May 17, 2019

Court of Criminal Appeals of Texas

State v. Ross

No. PD-1066-17                 5/15/19


Does an information tracking the language of Penal Code §42.01(a)(8) provide sufficient notice to a defendant?


Yes. The information notified the defendant that he was accused of intentionally and knowingly displaying a firearm in a public place in a manner he knew was objectively likely to frighten an ordinary reasonable person. This states all the elements that must be proved and gives the defendant notice of the particular offense charged. The information is not required to detail how the State intends to prove that the defendant’s display was “calculated to alarm.” The phrase “calculated to alarm” is not constitutionally vague and is measured against the objectively reasonable person standard. Read opinion.

Concurrence (Yeary, J.):

“I join all of the Court’s opinion today except for Part III-B. I am not inclined to agree with the construction of Section 46.035(a) of the Penal Code that is embodied within that portion of the opinion. … We are not called upon to definitively interpret this provision in the instant case, and, in any event, I see no need to. I am nevertheless compelled to share an alternative construction of the statute that I am inclined to regard as more likely.” Read opinion.

Dissent (Newell, J.):

“I agree with the Court’s thorough statutory analysis. But given the broader definitions of ‘calculate’ and ‘alarm’ at play in the statute, I believe it points to the opposite conclusion than the one drawn by the Court. I’d require the State to allege some facts in the charging instrument about the manner in which the firearm was displayed. I’d leave the question of how this statute is supposed to exist alongside a different statutory offense for when that question is more properly before us.” Read opinion.

Dissent (Walker, Slaughter, JJ.):

“The allegation that [the defendant’s] display was ‘calculated to alarm’ is subject to at least two reasonable interpretations. Today, the majority of the Court chooses one interpretation. Judge Slaughter’s dissenting opinion argues that another interpretation is correct. Whichever interpretation is correct is an issue of first impression at this Court. [The defendant] could not have had adequate notice of what an allegation that he displayed a firearm in a manner ‘calculated to alarm’ charges him with doing, when the Court’s decision about what that language means comes years after [the defendant] was charged.” Read opinion.

Dissent (Slaughter, J.):

“The limited question in this case is whether the trial judge erred by granting [the defendant’s] motion to quash, which resulted in dismissal of the information charging [the defendant] with disorderly conduct due to lack of adequate notice. As correctly identified by the trial court, the court of appeals, and Judge Walker, the disorderly-conduct statute contains ambiguous terms that, when viewed collectively, are so lacking in clarity that an information tracking those terms fails to provide adequate notice to the accused. Those ambiguous terms, as they pertain to the disorderly-conduct statute, have never before today been clarified by this Court. Thus, at the time [the defendant] was charged with disorderly conduct, he did not have the benefit of a clarification from this Court of the ambiguous terms, and the State needed to plead the information with more specificity to ensure that he had adequate notice to prepare a defense.” Read opinion.

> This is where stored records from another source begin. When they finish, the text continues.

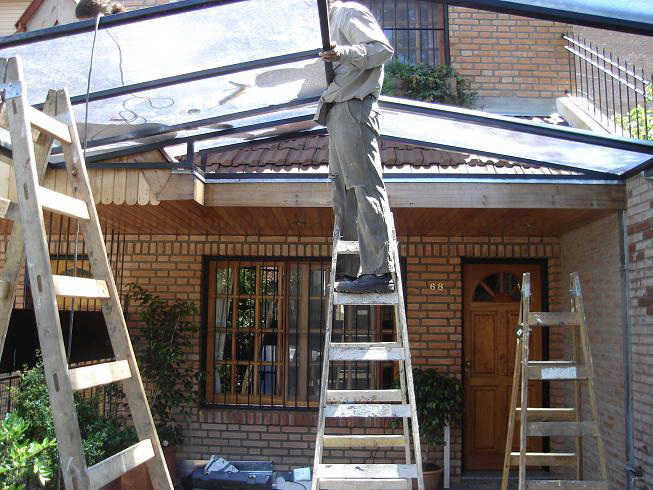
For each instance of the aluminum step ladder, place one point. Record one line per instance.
(32, 133)
(356, 404)
(553, 422)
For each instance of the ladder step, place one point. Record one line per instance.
(365, 299)
(549, 414)
(48, 124)
(555, 370)
(566, 485)
(545, 459)
(366, 472)
(367, 410)
(543, 429)
(372, 441)
(366, 351)
(358, 396)
(79, 287)
(345, 247)
(554, 318)
(380, 484)
(63, 204)
(99, 374)
(117, 465)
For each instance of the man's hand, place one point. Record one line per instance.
(333, 54)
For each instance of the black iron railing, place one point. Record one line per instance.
(616, 93)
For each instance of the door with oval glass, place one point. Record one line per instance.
(491, 313)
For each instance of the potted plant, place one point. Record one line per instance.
(162, 343)
(439, 402)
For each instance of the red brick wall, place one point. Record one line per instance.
(640, 249)
(594, 252)
(170, 266)
(506, 55)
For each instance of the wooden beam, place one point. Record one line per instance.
(423, 195)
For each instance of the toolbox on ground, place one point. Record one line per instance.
(251, 475)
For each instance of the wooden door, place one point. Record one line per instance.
(491, 312)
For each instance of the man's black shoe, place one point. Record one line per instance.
(342, 277)
(368, 283)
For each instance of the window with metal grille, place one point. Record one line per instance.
(265, 334)
(417, 29)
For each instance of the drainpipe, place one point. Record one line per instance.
(631, 471)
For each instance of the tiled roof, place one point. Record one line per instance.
(310, 155)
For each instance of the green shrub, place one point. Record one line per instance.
(22, 460)
(638, 123)
(101, 436)
(161, 348)
(439, 84)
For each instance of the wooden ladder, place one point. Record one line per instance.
(368, 403)
(558, 422)
(32, 133)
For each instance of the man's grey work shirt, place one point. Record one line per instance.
(359, 72)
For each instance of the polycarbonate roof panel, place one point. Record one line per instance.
(131, 116)
(474, 132)
(170, 45)
(633, 16)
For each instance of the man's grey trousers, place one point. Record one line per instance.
(358, 193)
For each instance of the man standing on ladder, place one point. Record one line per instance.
(349, 109)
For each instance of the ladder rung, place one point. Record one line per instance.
(117, 465)
(365, 299)
(543, 429)
(372, 441)
(63, 204)
(545, 459)
(366, 351)
(79, 287)
(49, 125)
(378, 484)
(566, 485)
(554, 318)
(345, 247)
(99, 374)
(366, 471)
(366, 410)
(549, 414)
(358, 396)
(555, 370)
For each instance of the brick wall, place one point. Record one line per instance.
(640, 249)
(594, 252)
(506, 55)
(171, 266)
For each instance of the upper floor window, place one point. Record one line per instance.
(416, 28)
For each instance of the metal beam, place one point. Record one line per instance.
(566, 15)
(108, 21)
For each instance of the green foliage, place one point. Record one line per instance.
(163, 343)
(21, 459)
(638, 123)
(439, 400)
(101, 437)
(440, 84)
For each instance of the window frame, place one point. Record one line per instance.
(284, 401)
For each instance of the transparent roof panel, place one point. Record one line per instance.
(624, 15)
(200, 103)
(476, 133)
(170, 45)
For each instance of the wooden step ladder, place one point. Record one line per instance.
(32, 133)
(396, 403)
(558, 422)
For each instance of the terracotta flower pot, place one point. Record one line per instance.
(431, 479)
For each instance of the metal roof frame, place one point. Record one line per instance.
(557, 14)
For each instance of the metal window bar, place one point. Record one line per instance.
(615, 92)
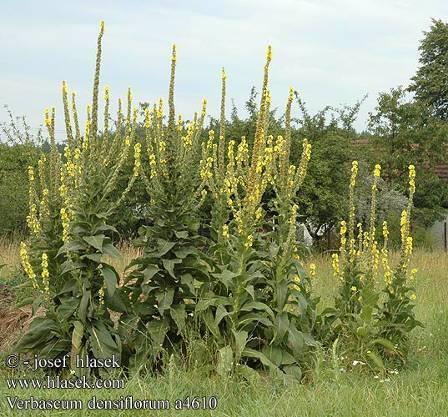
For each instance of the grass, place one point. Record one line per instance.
(421, 389)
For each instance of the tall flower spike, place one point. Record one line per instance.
(351, 216)
(68, 124)
(222, 125)
(171, 108)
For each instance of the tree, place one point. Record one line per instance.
(430, 83)
(407, 133)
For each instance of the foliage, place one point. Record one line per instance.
(218, 249)
(429, 83)
(370, 327)
(78, 287)
(406, 131)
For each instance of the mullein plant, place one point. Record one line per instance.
(77, 318)
(163, 283)
(38, 254)
(364, 323)
(247, 309)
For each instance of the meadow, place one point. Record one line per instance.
(216, 297)
(421, 388)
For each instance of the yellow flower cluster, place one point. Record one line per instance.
(225, 231)
(45, 273)
(312, 270)
(65, 219)
(342, 233)
(137, 159)
(101, 296)
(412, 179)
(335, 265)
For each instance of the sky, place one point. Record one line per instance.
(332, 52)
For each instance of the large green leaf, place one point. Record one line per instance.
(225, 361)
(102, 342)
(179, 315)
(165, 299)
(77, 336)
(95, 241)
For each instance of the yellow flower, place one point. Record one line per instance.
(312, 270)
(335, 265)
(45, 273)
(377, 171)
(412, 179)
(101, 295)
(249, 242)
(269, 53)
(27, 265)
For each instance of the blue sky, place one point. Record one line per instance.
(332, 51)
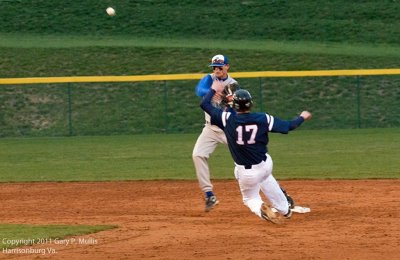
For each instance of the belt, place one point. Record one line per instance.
(249, 166)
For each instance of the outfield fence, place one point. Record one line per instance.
(111, 105)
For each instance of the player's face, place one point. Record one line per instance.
(221, 71)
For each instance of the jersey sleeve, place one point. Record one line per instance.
(218, 116)
(203, 86)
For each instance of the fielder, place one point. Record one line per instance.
(247, 136)
(212, 135)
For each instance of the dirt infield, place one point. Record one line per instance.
(165, 220)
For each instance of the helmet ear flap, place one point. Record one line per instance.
(242, 100)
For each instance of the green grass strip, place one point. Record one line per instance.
(305, 47)
(303, 154)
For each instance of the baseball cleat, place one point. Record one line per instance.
(211, 202)
(288, 198)
(268, 214)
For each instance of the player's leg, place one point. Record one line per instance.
(205, 145)
(250, 189)
(272, 190)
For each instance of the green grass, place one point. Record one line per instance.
(303, 154)
(60, 41)
(16, 235)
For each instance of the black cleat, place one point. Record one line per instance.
(210, 203)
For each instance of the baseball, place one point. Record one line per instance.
(110, 11)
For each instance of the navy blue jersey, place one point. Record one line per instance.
(247, 133)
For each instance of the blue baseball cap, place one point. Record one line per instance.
(219, 61)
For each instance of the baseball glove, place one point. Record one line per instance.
(227, 94)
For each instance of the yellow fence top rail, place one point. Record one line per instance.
(256, 74)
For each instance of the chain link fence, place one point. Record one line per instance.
(162, 106)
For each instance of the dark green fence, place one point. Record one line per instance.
(171, 106)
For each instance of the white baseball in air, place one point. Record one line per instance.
(110, 11)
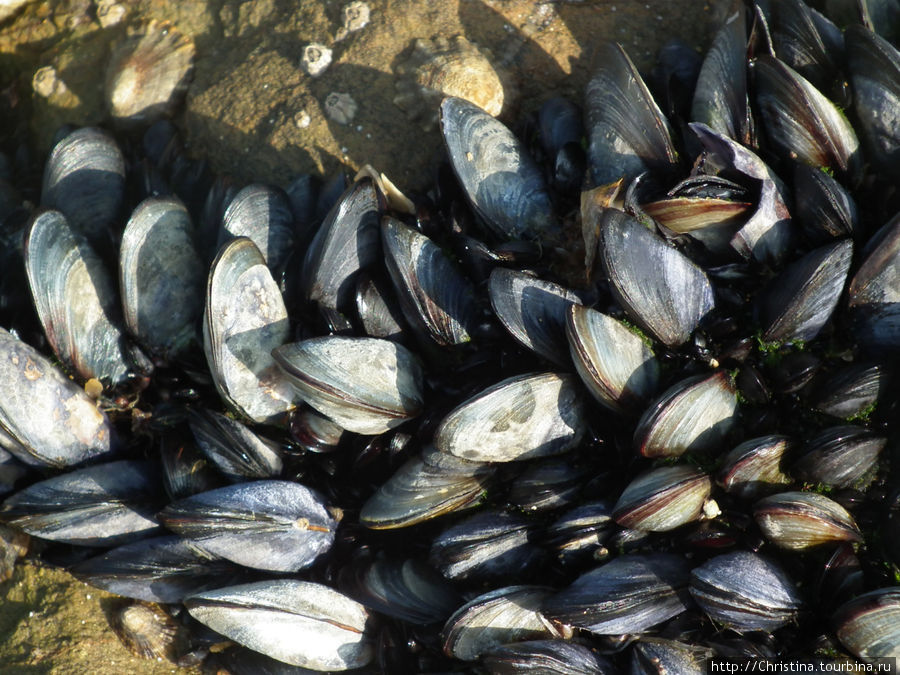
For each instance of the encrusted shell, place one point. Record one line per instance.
(148, 74)
(449, 67)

This case would not have triggered this many opinions had it not involved the intersection of a citizen’s right to carry firearms with society’s right to be free of disruptive conduct. The case is interesting because it is a fairly rare investigation beyond the plain words of the statute to resolve its meaning.

Texas Courts of Appeals

Coleman v. State

No. 02-17-00123-CR        5/9/19


May the State argue in closing that the defendant “committed another third-degree felony by lying to the jury”?

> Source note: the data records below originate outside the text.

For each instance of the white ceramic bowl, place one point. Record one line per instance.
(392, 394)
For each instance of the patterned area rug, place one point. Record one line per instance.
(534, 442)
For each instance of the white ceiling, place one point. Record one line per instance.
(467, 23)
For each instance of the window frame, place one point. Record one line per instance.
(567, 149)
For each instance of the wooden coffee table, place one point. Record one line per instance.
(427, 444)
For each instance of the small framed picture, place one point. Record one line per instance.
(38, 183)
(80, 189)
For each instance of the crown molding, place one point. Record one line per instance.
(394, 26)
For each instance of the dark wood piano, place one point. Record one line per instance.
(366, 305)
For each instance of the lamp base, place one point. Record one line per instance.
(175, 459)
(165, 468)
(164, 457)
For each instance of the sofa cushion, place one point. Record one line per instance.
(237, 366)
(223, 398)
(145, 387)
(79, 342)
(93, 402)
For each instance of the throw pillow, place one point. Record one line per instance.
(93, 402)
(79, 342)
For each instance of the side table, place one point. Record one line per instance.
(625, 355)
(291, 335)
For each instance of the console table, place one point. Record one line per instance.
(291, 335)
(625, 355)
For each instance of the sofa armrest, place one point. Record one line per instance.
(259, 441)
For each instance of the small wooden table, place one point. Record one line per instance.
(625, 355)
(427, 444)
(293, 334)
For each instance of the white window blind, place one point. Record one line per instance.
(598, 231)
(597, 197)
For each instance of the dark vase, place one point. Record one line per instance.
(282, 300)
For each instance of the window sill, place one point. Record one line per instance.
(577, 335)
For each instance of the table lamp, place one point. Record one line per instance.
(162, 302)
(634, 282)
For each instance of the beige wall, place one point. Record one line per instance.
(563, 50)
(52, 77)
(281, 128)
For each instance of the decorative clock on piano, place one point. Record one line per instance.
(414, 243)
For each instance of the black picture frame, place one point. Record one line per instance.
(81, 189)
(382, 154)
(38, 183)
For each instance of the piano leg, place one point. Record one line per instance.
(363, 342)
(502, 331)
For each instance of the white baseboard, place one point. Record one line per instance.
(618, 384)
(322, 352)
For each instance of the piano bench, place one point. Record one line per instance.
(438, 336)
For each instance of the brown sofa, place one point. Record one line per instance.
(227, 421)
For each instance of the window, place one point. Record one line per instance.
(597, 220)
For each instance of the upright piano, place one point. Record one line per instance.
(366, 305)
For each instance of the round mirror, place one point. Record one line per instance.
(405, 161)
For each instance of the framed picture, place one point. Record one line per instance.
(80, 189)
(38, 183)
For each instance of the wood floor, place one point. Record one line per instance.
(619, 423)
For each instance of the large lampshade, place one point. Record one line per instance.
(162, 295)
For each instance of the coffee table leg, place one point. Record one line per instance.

No. This statement is not a summation of the evidence, a reasonable deduction from the evidence, nor a response to the defense’s argument. It is improper to invite the jury to speculate whether the defendant has committed other crimes not in evidence or to state matter-of-factly that the defendant is a liar. The State had not submitted any evidence that the defendant had committed perjury and could not imply that. Read opinion.

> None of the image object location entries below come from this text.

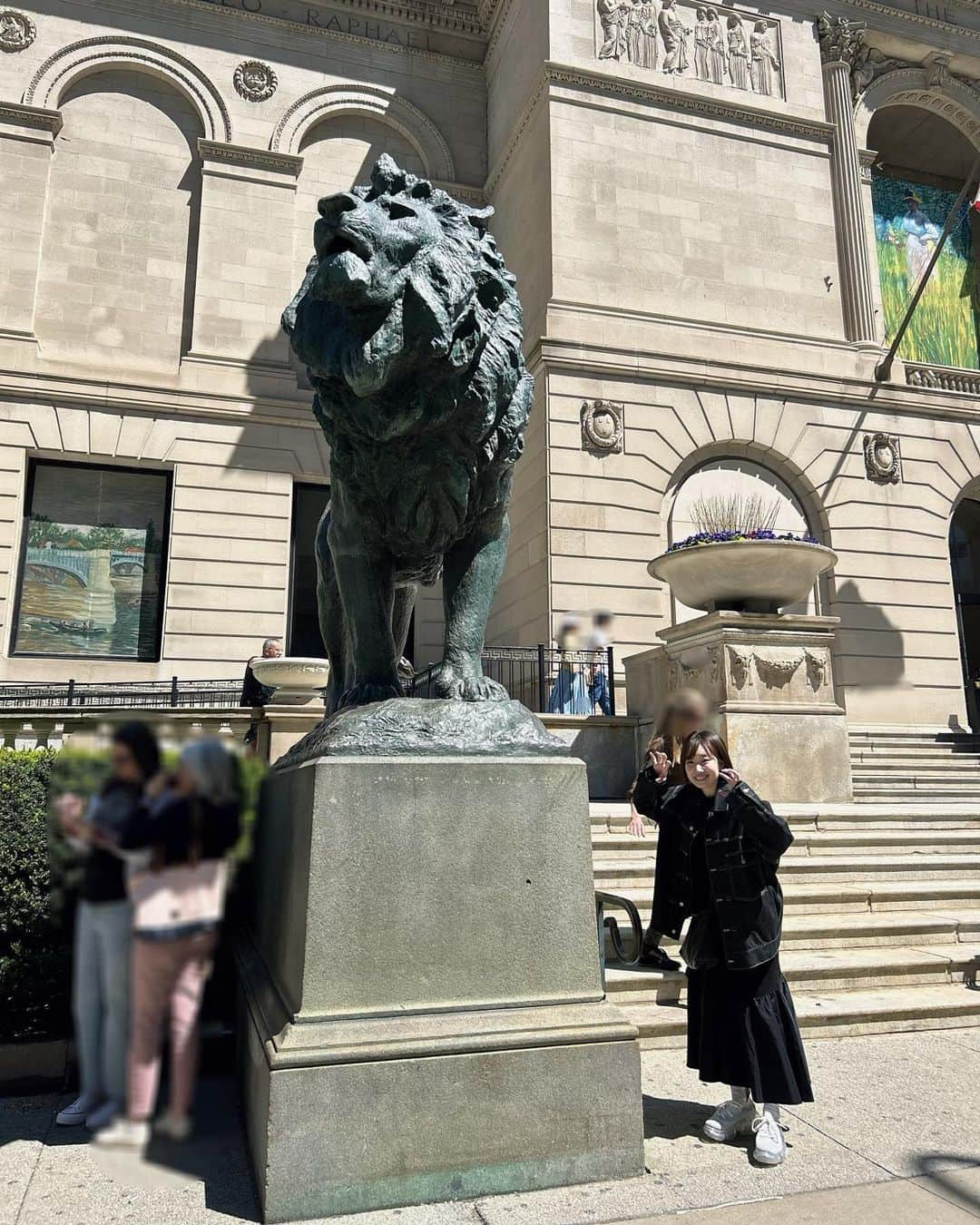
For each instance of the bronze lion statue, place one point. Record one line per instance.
(409, 326)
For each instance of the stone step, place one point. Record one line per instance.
(832, 969)
(829, 1014)
(851, 897)
(637, 870)
(835, 842)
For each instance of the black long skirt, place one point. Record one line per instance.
(741, 1031)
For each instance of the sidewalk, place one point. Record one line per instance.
(895, 1137)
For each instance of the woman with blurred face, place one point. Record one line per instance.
(720, 846)
(102, 926)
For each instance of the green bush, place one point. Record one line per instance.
(39, 877)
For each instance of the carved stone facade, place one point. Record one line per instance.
(882, 457)
(17, 32)
(602, 426)
(714, 44)
(255, 81)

When a defense witness lies during testimony, what can the prosecution argue? This opinion, and the opinion it relies upon, contain no analysis in support of their holding that calling “a lie a lie” is prosecutorial misconduct. Hopefully, the Court of Criminal Appeals will review this decision and clarify the law in this area. This opinion may be valuable, however, for its analysis of the informant privilege in Rule 508 in light of the Michael Morton Act. The court affirms the trial court’s ruling that the informant’s identity was privileged where the informant was only a source of information and not a witness to the offense.

Attorney General Opinions

Request RQ-0288-KP


May probable cause affidavits that identify child victims be released to the public upon a request made to the justice of the peace? Read request.